11月15日より一泊二日の日程で弁栄聖者ご祥当リンゴ念仏会を信州で開催しました。関西、中部、関東各地区から20名の参加者がありました。JR長野駅、午後1時に西から東からほぼ全員が揃いました。相互の挨拶を交わして、四台の車に分乗して紫雲山十念寺(長野市西後町)に向かいました。源頼朝公ゆかりのお寺です。公が善光寺に参詣するため途中まで来ると、紫雲がたなびき如来様からお十念を授けられたという由来の場所に建立されました。そこで毎月行われている「只一向に念仏する会」に合流参加させて頂きました。
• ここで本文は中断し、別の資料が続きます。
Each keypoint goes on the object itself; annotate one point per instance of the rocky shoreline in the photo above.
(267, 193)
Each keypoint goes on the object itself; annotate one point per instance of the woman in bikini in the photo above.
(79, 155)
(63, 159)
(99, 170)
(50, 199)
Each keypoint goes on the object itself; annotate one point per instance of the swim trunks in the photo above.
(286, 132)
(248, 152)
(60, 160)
古田幸隆導師によるお念仏と立ち礼拝(三唱礼五十礼)を唱えました。

3時近くになりましたので、落ち着いた雰囲気でお念仏させて頂いた感謝の気持ちでご本尊さまにご挨拶をして、法学寺(同市上ヶ屋)へと向かいました。車は海抜千数百㍍の高地にある法学寺を目指して山道を登りました。途中カラマツ林やみごとな紅葉に深まりゆく秋の情緒を感じながら、法学寺様のリンゴ畑に到着しました。真っ赤な実をつけたリンゴの木々に感嘆の声が上がります。各自がビニール袋を手に、童心に返ってリンゴ狩りに熱中しました。雨が降り始めて来ましたが、リンゴ狩りが無事出来きたことに感謝して、急いでお寺様へと向かいました。

本堂でしばらくお念仏をさせて頂き、古田上人の米粒名号入りのお守りを頂きました。赤と紫色の立派な袋に納められたお守り、毎年頂戴するのが楽しみとなっています。さらに庫裏に下がって来ますと、暖房の効いたお部屋でリンゴやおいしいお漬物が準備されていました。

ご母堂様、奥様、妹様のおもてなしを温かく感じ、楽しいひとときを過ごさせて頂きました。日はすっかり落ちて、あたりは真っ暗になっていました。今年は、比較的暖かい日に恵まれましたが、それでも寺の水銀柱は屋内でも12度Cを示していました。法学寺様での温かい歓待に感謝して、この日最後の移動先である善光寺(同市大字吾野)の宿坊に向かいました。宿坊では既に夕食の準備万端整い、私達を待っていました。宿坊心づくしのお料理はとてもおいしく、家庭的な温かさも感じられ、一品ずつ愛でながら頂きました。お食事中は楽しく歓談しました。その後入浴し、9時頃床に就きました。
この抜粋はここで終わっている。